Quello che noi ragazzi non capimmo del mondo d’oggi fu l’industrializzazione della cultura, della comunicazione e della informazione. Il mondo imprenditoriale delegò a individui troppo ignoranti da poter immaginare di avere dei diritti la produzione delle cose palpabili: i vestiti, le auto, persino i computer e i cellulari. Allora si va nel terzomondo, come una volta: allora era la scusa della civilizzazione, oggi nei paesi che si sono affrancati dalla colonizzazione europea al prezzo di feroci dittature esportiamo la democrazia, e intanto fondiamo fabbriche dove spesso lavorano i bambini.

Allo stesso tempo, un po’ facendo lobby e un po’ ricattando tramite i propri giornali l’elitè politica, il mondo imprenditoriale si è preparato per togliere autoconsapevolezza alla nuova classe operaia. Sì: perché tutti noi, ragazzi e ragazze con un sogno da giornalista, da grafico, da tecnico informatico, persino da velina, non siamo davvero liberi professionisti. Ci manca l’autonomia che deriva da più consistenti guadagni, visto che siamo in troppi sul mercato e legati da contratti capestro e non-esclusive, mentre le tasse e i contributi sono a nostro intero carico: in altre parole è come se non ci fossero.

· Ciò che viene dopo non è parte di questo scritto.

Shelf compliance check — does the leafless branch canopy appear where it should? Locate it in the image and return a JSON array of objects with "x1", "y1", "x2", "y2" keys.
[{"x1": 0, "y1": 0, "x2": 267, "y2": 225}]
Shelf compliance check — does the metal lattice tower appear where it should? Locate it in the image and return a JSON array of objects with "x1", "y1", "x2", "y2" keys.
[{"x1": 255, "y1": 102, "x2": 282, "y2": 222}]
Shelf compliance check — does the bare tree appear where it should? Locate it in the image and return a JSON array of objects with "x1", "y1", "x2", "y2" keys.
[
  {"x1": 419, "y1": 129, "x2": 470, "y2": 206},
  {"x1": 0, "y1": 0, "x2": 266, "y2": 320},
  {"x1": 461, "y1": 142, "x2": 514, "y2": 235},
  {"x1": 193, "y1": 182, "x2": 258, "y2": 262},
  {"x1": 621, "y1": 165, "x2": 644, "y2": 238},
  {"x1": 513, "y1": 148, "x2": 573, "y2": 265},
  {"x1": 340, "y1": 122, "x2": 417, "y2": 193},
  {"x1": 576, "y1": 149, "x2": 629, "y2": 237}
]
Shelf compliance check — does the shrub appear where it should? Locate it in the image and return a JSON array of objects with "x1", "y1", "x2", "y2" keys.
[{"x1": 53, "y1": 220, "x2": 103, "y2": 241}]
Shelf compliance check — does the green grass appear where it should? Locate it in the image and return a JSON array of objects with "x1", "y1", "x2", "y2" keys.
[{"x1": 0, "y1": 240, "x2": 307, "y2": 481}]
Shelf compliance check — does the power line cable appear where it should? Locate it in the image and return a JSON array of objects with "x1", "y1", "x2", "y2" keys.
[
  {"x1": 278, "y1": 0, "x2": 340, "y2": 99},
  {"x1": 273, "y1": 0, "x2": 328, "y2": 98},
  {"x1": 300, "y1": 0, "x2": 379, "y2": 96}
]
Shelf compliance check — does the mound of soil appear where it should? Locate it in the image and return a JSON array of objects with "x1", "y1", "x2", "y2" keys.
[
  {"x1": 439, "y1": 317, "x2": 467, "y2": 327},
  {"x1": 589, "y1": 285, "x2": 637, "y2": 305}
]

Certo, con la partita Iva i più fortunati possono anche smettere di lavorare, o fingere, o farlo quando vogliono, e mantenersi pronti alla pensione magari grazie a un piccolo deposito in banca. Ma per la maggior parte di noi, e penso ai laureati a trent’anni, a coloro che si sposano e poi – come recitano le statistiche – in media dopo dieci anni (il tempo di rendere governabile quel primo figlio senza il partner) divorziano, a coloro che comprano casa nel momento peggiore dall’inizio del dopoguerra, e che dunque si ritrovano con un mutuo onerosissimo fino ai 65-70 anni, beh la vita sarà spesso molto diversa da come se l’erano immaginata.